Crappy and corporate though they were, though, I didn’t know the role of the manufacturers in fighting against the hand-wringing panic-mongers (and I assume the Xtianists) who took advantage of the Tylenol scare to try to shut down Halloween.
I like that sexy PeeWee Herman costume in the article header.
Yeah, what I remember that was more connected to these costumes for decades before the Tylenol scare was the flammability hazard. Was it Nader who was spearheading that crusade?
Usually with a little mouth slit that you could cut your tongue on.
Came here for this; was not disappointed.
I’ll assume that they were made out of PCBs or some such.
Ah, those masks! I remember them well. The joys of dashing across the streets in the late-fall gloaming with an obstructed field of vision while high on sugar and distracted by other children…no wonder my mom made my big brother (who was a teenager) go with us to supervise.
I thought it was PJs that Nader went after?
Ah, yes. I remember now.
Still, the plastic Halloween costumes predated the Tylenol scare for years. I think I remember we had both Batman and Casper costumes in our household in the late 60s.
Bonus: We also had a Sleestak costume during the heyday of Land of the Lost. My brother looked more like a rotten banana than a Sleestak.
The only one I remember doing was Wonder Woman. For whatever reason, I really don’t remember what I wore for Halloween for most of my childhood.
What I remember of childhood Halloween is manufacturing weapons and going out and breaking shit.
Well, not very much shit.
Well, one thing anyway.
A couple classics:
I’m another kid who got home-made costumes.

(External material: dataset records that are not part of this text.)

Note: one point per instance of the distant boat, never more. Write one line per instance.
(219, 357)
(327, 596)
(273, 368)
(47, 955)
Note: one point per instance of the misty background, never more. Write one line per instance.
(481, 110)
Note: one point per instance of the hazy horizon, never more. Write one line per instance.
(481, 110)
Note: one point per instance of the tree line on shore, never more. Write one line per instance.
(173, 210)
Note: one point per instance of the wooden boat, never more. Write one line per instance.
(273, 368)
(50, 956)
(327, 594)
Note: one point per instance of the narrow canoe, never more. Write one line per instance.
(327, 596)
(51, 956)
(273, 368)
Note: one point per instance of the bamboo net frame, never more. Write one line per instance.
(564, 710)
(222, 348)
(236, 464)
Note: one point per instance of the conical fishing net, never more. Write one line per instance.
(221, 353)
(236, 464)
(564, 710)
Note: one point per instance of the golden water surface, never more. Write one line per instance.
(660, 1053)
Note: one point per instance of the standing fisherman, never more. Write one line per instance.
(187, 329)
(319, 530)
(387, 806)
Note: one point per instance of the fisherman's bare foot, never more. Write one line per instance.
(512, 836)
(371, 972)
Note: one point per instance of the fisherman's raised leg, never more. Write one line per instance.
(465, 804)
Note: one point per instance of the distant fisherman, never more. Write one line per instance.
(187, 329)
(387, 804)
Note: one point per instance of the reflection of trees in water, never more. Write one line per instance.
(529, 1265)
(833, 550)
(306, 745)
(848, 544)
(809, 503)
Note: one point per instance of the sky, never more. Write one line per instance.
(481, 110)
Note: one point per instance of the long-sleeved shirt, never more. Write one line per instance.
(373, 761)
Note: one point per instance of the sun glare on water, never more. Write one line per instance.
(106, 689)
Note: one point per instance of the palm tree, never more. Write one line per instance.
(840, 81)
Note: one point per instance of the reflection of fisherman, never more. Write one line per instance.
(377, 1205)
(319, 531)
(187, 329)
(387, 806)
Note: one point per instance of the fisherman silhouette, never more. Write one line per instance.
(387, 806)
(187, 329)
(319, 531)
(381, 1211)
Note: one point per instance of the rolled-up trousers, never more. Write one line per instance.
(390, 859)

Later, I made my own. A couple of times, I won a silver dollar from the Rotary Club guys who judged costumes at the Boys’ Club Halloween party.
And BOTH TIMES I lost the coin in the strobe-lit “spook alley” run by the older kids.
I was a Hollywood film classic devotee of horror as a grade-schooler. I remember the year my stepmom spent two hours helping me apply fake hair with spirit gum to my face, and the rest of the day explaining to people I was a werewolf, not a dog.
when I was a kid, many commercial haloween costumes could be described as
mask + shirt pants with a logo.
so, if you wanted the bottom half of a darth vader costume to go with that plastic mask, your mom would have to sew something together. Maybe it’s supposed to answer that age old question-- “and what are you supposed to be dearie?”